SNAPSHOT TOO OLD does not require a cursor to be open across commits although this is often part of the problem. It only requires you to run out of undo space (although this can't happen without transactions changing data). The basic issue with SNAPSHOT TOO OLD is that you have a long running query that needs to recreate old versions of rows. By far the most common reason why a query needs to read old versions of rows is because someone is modifying the data that the query needs to read while the query is running.

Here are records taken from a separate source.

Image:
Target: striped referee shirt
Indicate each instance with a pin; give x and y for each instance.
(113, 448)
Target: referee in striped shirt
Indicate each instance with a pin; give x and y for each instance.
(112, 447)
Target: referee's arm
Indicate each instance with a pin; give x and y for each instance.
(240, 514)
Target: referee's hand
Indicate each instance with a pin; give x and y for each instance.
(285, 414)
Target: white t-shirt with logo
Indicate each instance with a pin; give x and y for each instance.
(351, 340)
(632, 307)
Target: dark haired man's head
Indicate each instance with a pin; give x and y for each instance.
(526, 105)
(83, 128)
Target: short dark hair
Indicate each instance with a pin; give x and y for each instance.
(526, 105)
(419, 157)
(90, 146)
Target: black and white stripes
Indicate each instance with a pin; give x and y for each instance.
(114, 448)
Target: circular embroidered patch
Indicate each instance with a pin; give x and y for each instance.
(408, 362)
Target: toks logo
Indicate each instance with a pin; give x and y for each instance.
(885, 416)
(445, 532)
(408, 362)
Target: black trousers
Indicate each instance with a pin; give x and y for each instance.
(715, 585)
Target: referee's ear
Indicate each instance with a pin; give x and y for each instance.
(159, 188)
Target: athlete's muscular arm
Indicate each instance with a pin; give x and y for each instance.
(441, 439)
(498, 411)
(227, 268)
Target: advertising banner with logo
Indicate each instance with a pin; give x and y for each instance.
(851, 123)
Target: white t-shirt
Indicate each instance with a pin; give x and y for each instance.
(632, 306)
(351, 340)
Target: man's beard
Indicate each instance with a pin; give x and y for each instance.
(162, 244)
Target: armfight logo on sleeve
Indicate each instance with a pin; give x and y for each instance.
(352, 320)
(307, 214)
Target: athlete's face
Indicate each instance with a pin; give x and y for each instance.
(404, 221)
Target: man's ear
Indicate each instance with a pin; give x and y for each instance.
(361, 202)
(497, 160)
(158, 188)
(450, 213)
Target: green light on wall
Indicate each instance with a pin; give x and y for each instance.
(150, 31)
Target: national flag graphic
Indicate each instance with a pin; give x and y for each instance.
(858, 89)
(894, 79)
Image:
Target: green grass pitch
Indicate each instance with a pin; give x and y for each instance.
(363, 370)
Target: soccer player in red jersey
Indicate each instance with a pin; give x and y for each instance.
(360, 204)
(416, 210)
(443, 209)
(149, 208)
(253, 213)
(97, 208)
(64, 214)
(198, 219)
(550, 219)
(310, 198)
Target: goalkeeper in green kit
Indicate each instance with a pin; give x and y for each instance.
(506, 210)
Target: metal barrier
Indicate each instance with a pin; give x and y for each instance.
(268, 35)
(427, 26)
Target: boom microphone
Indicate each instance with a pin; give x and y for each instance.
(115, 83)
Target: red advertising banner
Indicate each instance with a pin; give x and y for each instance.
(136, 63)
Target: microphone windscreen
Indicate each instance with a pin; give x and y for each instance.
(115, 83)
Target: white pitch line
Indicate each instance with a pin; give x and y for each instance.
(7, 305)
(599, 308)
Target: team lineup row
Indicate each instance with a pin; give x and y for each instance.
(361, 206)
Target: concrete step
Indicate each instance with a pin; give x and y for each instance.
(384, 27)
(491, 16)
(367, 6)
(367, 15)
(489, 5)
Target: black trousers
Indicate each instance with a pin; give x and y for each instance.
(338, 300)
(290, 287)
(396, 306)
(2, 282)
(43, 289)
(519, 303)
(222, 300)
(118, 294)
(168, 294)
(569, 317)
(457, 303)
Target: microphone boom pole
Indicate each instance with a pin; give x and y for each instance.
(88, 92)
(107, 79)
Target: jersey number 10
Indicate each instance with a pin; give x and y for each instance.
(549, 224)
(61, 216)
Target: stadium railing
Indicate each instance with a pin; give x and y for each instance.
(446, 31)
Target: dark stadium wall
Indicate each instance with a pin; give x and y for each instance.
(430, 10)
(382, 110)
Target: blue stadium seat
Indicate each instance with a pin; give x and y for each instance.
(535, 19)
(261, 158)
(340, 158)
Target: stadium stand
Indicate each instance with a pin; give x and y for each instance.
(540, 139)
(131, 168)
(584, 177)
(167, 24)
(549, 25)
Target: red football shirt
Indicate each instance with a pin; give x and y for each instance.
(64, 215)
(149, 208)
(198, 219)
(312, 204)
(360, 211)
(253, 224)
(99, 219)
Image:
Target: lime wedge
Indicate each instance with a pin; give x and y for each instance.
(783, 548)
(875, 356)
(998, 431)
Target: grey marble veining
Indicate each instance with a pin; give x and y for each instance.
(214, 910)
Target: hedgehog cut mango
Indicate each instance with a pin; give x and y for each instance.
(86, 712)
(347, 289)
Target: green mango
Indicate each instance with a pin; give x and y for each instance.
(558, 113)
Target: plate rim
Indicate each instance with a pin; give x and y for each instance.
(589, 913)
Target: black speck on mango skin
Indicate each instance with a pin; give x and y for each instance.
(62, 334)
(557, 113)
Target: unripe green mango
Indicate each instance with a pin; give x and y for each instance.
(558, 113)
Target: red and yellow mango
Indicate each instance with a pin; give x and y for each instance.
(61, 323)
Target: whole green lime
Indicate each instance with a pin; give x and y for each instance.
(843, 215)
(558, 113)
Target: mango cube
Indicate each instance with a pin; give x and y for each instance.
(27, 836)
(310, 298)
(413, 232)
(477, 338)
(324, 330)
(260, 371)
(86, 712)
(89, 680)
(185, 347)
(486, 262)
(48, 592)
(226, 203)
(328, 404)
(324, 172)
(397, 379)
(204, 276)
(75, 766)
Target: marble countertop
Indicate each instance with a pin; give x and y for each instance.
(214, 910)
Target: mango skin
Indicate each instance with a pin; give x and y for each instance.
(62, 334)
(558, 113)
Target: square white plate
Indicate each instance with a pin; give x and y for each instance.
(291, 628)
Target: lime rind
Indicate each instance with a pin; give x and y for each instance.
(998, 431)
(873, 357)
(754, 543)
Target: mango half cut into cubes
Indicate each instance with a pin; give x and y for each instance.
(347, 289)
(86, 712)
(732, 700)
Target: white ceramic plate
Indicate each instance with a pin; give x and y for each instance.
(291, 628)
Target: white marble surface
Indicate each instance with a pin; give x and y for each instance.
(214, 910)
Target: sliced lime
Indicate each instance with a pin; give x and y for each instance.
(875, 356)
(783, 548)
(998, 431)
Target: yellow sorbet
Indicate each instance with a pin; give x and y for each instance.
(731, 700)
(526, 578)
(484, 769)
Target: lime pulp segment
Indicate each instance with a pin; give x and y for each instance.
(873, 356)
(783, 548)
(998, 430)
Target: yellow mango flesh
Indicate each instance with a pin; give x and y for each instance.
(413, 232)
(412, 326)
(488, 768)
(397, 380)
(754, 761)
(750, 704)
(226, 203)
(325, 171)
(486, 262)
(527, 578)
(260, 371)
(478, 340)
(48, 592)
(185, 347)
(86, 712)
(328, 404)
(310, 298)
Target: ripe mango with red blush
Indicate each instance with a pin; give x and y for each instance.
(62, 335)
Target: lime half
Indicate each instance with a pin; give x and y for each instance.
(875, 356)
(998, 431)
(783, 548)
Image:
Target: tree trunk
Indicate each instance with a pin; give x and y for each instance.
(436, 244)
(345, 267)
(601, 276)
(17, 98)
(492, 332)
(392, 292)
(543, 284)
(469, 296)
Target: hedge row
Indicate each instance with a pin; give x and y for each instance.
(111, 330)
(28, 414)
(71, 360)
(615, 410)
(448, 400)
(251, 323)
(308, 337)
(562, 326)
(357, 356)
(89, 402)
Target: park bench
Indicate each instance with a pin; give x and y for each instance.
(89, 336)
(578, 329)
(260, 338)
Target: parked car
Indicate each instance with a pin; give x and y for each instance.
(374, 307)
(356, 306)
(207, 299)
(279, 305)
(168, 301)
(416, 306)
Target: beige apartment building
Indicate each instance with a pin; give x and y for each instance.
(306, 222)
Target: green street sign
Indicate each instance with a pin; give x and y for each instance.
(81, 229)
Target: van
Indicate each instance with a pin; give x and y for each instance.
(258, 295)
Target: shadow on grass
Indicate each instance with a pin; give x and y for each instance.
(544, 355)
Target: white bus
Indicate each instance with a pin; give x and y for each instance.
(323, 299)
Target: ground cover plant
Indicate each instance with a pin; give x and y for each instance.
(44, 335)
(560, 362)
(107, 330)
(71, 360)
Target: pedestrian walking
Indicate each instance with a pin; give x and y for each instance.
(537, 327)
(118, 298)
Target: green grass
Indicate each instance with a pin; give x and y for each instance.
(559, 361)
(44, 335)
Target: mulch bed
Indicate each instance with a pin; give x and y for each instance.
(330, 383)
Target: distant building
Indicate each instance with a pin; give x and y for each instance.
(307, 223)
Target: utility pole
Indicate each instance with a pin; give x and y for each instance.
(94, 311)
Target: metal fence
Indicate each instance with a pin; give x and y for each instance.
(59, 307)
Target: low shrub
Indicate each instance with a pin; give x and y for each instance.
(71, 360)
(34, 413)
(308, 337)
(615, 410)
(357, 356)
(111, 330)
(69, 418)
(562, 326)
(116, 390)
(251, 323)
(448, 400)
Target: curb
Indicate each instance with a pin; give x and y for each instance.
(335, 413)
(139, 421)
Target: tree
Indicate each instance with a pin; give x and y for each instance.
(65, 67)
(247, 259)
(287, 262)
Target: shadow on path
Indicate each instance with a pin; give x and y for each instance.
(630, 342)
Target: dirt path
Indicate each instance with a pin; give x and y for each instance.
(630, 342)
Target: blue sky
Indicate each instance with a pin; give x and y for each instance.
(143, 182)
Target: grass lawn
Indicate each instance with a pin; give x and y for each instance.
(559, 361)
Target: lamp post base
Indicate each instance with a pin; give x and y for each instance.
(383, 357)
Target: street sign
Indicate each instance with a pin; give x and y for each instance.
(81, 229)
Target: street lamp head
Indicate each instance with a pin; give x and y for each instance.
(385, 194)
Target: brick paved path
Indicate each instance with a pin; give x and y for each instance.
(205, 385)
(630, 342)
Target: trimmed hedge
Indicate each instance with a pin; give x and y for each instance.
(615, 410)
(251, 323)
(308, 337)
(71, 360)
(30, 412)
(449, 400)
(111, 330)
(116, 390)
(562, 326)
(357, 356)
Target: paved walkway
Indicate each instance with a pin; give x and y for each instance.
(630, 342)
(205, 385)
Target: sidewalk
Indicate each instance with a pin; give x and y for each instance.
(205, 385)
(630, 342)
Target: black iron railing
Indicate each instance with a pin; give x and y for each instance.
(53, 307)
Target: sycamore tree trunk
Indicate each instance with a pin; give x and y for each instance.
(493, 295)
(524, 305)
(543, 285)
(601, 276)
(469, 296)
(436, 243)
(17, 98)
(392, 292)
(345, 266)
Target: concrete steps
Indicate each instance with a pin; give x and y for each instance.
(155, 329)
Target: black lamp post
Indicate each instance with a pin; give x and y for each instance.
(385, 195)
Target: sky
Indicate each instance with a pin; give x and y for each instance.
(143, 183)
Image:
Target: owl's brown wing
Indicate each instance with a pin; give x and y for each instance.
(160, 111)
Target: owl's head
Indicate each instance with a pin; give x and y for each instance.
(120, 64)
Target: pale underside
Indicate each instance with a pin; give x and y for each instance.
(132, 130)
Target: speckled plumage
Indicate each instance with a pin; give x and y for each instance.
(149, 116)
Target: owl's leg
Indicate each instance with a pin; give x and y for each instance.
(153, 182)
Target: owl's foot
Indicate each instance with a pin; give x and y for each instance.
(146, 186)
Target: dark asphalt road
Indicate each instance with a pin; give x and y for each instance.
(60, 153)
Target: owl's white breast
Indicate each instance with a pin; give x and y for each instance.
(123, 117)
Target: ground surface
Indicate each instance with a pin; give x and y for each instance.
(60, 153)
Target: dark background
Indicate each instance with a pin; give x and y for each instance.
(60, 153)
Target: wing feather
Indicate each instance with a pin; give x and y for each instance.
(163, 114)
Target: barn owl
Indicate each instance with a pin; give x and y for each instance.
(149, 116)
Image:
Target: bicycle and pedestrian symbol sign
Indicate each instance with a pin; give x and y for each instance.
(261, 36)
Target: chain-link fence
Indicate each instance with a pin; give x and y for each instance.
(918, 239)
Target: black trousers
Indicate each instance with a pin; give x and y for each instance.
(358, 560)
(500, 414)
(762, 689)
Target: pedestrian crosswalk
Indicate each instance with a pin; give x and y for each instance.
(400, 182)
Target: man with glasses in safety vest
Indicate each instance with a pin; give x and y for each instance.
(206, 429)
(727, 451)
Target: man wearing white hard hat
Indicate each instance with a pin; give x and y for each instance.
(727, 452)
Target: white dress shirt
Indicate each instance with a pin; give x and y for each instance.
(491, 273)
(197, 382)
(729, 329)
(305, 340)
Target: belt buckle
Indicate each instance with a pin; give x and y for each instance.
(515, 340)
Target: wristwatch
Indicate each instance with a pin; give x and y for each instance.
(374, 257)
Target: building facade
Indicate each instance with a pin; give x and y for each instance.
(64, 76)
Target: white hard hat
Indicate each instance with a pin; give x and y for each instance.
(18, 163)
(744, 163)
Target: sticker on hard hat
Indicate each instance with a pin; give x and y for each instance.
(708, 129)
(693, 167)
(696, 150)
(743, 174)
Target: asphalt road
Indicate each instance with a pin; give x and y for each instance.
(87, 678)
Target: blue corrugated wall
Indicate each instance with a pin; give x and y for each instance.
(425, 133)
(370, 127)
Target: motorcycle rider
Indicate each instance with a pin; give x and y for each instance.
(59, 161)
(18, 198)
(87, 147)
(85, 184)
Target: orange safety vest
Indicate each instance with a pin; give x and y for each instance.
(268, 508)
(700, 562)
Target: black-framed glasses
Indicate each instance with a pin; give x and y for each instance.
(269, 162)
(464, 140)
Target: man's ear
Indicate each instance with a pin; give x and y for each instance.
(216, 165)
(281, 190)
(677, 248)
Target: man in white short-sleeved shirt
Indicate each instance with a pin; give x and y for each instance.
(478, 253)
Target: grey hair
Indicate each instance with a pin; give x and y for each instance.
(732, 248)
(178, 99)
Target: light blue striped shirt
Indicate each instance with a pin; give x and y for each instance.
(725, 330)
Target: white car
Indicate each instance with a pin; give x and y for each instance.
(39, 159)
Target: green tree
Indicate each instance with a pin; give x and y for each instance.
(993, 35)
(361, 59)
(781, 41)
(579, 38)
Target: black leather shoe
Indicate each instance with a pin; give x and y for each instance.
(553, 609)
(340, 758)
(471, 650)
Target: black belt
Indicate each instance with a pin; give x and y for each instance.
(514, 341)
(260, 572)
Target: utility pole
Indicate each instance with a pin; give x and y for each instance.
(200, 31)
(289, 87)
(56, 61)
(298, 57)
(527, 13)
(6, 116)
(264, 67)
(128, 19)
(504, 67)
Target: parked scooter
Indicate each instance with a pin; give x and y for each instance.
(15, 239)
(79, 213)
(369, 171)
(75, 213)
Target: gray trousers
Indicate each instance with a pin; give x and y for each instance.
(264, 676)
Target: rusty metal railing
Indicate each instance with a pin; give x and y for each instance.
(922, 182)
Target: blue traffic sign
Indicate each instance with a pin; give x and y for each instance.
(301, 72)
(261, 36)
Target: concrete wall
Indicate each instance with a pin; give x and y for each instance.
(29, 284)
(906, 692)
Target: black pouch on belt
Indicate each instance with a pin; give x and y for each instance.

The first and best way to fix this problem is to get rid of the need for a long running query to read old versions of the data.

Quote:
Patient: Doctor! Doctor! it hurts when I do this!
Doctor: So don't do that.


This is normally done in one of the following ways:

1. tune the query so that it gets done way faster.
2. modify the query so that you can tune the query so that it gets done way faster.
3. move the job that is modifying the data so that data is not being modified while the query is running.
4. move the query so that you are not reading the data while it is being modified.
5. modify the update job so that it updates way less data (you may have a poor update process).
6. add more undo.


Notice the ADD MORE UNDO is the last place you should go. This is typically just delaying the inevitable that comes with bad design. If you choose to add more undo because you are in a hurry for whatever reason (sometimes being in a hurry is legit), then the question becomes... how much should we add? I always tell people that if you are not going to do 1-5 first then double the amount of undo. If that does not work, keep doubling until it does work or until you feel you are adding so much undo that it looks stupid, at which point go back and do one or more of 1-5.